On Jan. 12, a school counselor reported that the man’s daughter had showed up at school with obvious facial injuries, and King County deputies made a welfare check on the home. The girl told deputies that her mother had come to the house with two men to take her siblings, and that two men had assaulted her father at the ex’s behest. When the girl tried to help her father, she said, the men turned on her, according to court documents.

In March, doctors again admitted the man to Harborview, this time with a ruptured eyeball and a broken nose.

In mid-July, he was back, this time with serious head injury. Gonzales-Esquivel told investigators that the man had hit his head, charging documents say.

Investigators contacted the ex-wife later that month. She denied that she’d had anything to do with the attacks on her former husband, though she admitted that the two were locked in a custody dispute.

Still the man and his daughter would not implicate Gonzales-Esquivel.

In late April, a school counselor told detectives that one of the boys frequently showed up at the school with “open sores and fresh wounds,” charging documents say.

A detective and child services workers met with the children days later, but they described only “a happy home life,” denied having seen their father assaulted and insisted that he had never lived at Gonzales-Esquivel’s house. Gonzales-Esquivel and the man also denied that he had ever been assaulted at the house.

But last month the man’s daughter finally offered to tell investigators what had really been happening at the home, Cleary wrote. The girl said Gonzales-Esquivel had been assaulting her father and had attacked her. According to charging documents, the daughter told investigators that she had been sent to live with Gonzales-Esquivel in 2006 and worked as her “personal assistant” after dropping out of school.

Her father and mother moved in 2009 after being evicted from their own home. After the mother left, the young woman told investigators, the attacks got worse.
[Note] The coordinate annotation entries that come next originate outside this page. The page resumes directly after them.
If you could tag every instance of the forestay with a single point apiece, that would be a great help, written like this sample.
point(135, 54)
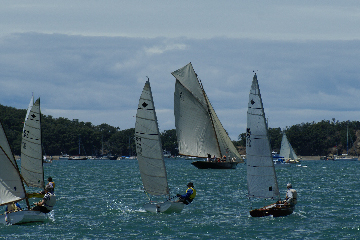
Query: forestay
point(11, 188)
point(261, 176)
point(286, 150)
point(198, 128)
point(148, 146)
point(31, 149)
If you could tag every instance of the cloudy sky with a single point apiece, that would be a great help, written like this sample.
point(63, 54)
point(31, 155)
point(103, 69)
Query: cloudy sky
point(88, 60)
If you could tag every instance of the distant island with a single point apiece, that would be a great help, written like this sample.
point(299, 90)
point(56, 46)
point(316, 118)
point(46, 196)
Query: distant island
point(62, 136)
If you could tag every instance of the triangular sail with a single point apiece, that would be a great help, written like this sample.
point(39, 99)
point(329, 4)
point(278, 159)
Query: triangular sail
point(148, 146)
point(286, 149)
point(11, 187)
point(198, 129)
point(29, 108)
point(261, 176)
point(31, 149)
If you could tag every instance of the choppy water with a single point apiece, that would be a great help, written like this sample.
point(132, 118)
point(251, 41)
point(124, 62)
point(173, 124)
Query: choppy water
point(103, 200)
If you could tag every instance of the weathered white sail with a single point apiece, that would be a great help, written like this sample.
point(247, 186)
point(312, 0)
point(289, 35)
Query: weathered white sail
point(286, 149)
point(226, 146)
point(148, 146)
point(261, 176)
point(11, 188)
point(31, 149)
point(198, 129)
point(29, 108)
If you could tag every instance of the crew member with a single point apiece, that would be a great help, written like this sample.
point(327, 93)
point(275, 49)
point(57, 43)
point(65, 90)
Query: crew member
point(47, 203)
point(189, 196)
point(291, 195)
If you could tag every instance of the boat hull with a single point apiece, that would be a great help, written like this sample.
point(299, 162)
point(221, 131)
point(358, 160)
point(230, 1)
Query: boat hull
point(214, 165)
point(275, 210)
point(164, 207)
point(346, 159)
point(24, 216)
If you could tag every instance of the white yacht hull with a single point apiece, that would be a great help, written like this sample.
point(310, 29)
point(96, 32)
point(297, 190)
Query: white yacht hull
point(164, 207)
point(25, 216)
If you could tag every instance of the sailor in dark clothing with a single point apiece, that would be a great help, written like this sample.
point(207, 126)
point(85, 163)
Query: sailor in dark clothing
point(189, 196)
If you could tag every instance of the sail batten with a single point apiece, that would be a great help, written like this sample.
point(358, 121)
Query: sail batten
point(31, 148)
point(286, 149)
point(261, 176)
point(206, 136)
point(11, 187)
point(148, 146)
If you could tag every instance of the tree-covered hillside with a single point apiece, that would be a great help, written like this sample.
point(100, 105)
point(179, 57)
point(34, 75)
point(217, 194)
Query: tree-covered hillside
point(61, 135)
point(324, 138)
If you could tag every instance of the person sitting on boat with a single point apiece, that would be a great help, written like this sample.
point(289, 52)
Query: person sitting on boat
point(47, 203)
point(50, 184)
point(291, 195)
point(189, 196)
point(13, 207)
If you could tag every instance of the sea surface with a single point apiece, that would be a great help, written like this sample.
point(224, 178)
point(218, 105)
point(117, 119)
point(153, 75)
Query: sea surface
point(102, 199)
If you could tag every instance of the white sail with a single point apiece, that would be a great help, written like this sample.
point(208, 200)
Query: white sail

The young woman added that Gonzales-Esquivel had been become more and more controlling, that the older woman often beat her with kitchen equipment and forced her to sleep on Gonzales-Esquivel’s bedroom floor to keep her apart from the rest of the family. She also said Gonzales-Esquivel was the one responsible for all of her father’s injuries. Gonzales-Esquivel’s explaination: she was “possessed” by the ex-wife.

Asked why she would come forward after repeatedly lying to investigators, the young woman said she had seen her disabled younger brother “limping more than usual and she was concerned for the welfare of her siblings.”
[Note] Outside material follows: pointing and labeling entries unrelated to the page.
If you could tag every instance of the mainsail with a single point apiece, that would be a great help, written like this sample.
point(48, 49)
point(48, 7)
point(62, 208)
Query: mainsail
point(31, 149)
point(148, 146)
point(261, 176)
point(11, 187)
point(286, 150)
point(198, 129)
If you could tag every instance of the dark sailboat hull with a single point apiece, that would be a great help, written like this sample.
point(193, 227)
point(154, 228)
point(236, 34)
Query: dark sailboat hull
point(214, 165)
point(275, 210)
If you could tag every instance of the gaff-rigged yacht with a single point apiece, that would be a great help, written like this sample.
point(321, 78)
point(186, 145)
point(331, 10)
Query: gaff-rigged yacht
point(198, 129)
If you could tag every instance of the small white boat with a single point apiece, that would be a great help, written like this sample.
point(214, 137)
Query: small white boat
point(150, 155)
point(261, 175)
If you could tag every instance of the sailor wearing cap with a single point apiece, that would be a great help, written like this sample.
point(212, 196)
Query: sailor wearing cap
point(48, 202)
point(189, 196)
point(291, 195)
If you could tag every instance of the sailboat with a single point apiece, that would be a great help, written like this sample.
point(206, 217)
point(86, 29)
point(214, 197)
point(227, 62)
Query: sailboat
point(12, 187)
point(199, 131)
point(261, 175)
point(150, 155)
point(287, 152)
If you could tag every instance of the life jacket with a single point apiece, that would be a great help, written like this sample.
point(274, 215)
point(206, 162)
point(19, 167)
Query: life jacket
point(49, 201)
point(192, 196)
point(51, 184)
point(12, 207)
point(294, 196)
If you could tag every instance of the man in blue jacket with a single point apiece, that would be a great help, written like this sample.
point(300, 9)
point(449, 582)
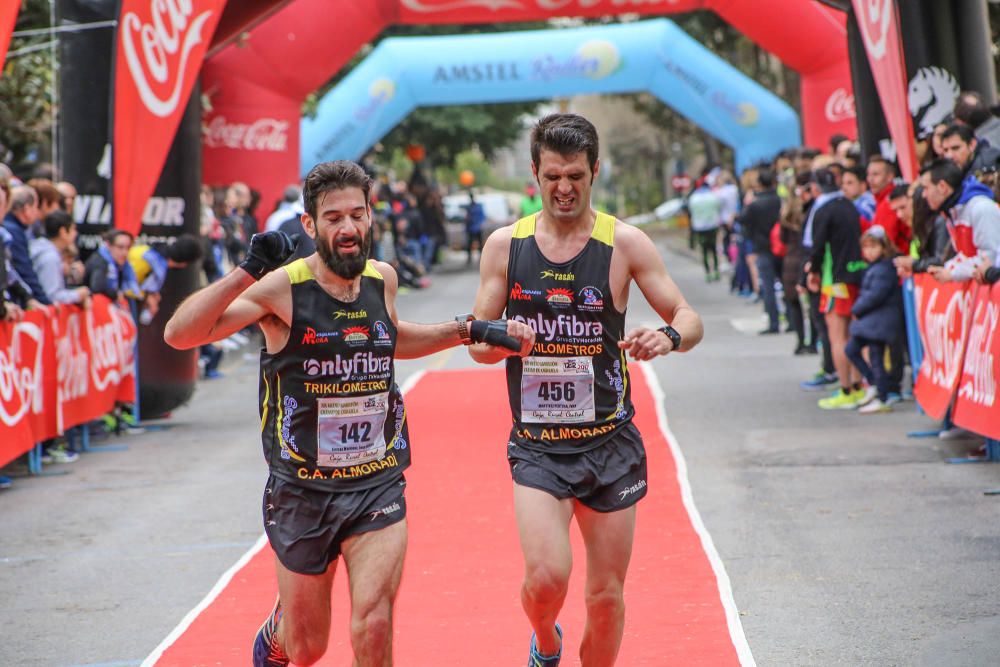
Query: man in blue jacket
point(24, 213)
Investigators searched the home Aug. 25, arrested Gonzales-Esquivel and removed all the children. They took the man to the RJC for questioning, where, according to charging documents, he confirmed everything his daughter had told detectives. He said Gonzales-Esquivel had forced him to hold out his hands so she could smash his fingers with a rolling pin, according to charging documents.

On one occasion, he said Gonzales-Esquivel whipped his genitals again and again for several hours, claiming this act would rid him of an infection, according to Cleary’s account. According to Cleary’s account, she also beat him with a rubber mallet so ferociously she broke one of his ribs and punctured his lungs.
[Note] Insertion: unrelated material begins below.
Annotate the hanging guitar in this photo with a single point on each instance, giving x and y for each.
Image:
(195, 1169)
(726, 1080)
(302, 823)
He said she also forced him to eat 20 habanero peppers with no fluids to rid him of herpes, a treatment she allegedly inflicted on the youngsters, too.

Despite that, the man still insisted Gonzales-Esquivel was a good person, at any rate, when his ex wasn’t possessing her and animating her limbs.

“He said that she provides him and his children with a home, food, and she pays the bills. … He felt it was better than everyone being homeless, and he didn’t want to return to his ex-wife,” Cleary wrote.

The man told Cleary that he had taken many of the beatings to spare his children.